Hello, what can I feed my guppies besides flakes. I heard bloodworms, but what about mosquito larvae. Mosquito seems kind of dangerous to me. And do you get it outside, if so couldn't they make guppies ill? Anyway what fruits and veggies can I feed my guppies as a sometimes treat? I don't want to overfeed them. Thanks!


----------



## ArtyG (Jun 29, 2011)

Guppies will eat flakes enthusiastically every day all their lives. I have thousands of them cranking out babies to feed my angels and cichlids. Any frozen brine shrimp, bloodworms, daphne, etc. will be relished happily. Feeding mosquitos is a great idea as long as you make sure they are all being eaten and not ending up buzzing around your house. Mosquitos make lousy pets. And no, they won't make your gupps sick.

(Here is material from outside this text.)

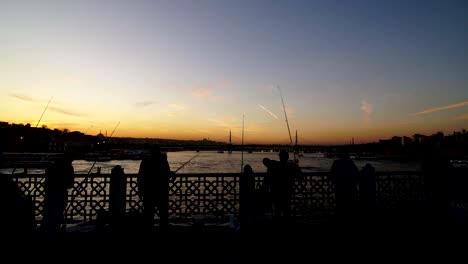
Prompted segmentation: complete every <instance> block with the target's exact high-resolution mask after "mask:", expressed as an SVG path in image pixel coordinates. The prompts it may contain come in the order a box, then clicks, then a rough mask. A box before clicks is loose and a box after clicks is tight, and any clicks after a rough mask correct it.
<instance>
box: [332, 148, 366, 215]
mask: <svg viewBox="0 0 468 264" xmlns="http://www.w3.org/2000/svg"><path fill="white" fill-rule="evenodd" d="M358 173H359V171H358V168H357V167H356V165H355V164H354V162H353V161H352V160H351V159H350V157H349V154H348V153H346V152H341V153H340V154H339V159H337V160H335V161H333V165H332V167H331V173H330V177H331V181H332V183H333V184H334V185H335V200H336V212H337V216H338V217H339V219H341V220H350V219H349V218H350V216H351V215H352V213H353V210H354V209H355V206H356V198H357V187H356V185H357V180H358Z"/></svg>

Truth is, even though I primarily am breeding gupps for food they are so attractive and easy I do enjoy them for their other qualities as well. I picked up some male "Endlers" today and I am going to try to make something new!


----------



## BBradbury (Apr 22, 2011)

Good morning Gal...

Besides Tetramin Crisps, I feed flakes, dried tubifex worms, veggie wafers, dried blood worms, shrimp pellets and sometimes frozen brine shrimp. Guppies feed everywhere in the tank from top to bottom. They're not particular when it comes to feeding. I generally feed once, every other day or so and just what will be eaten in a couple of minutes. Aquatic fish don't get much food in the wild, so it's best to underfeed.

B


----------



## snail (Aug 6, 2010)

It could be said live food will always carry some risk but in general mosquito larvae are quite a safe food.


----------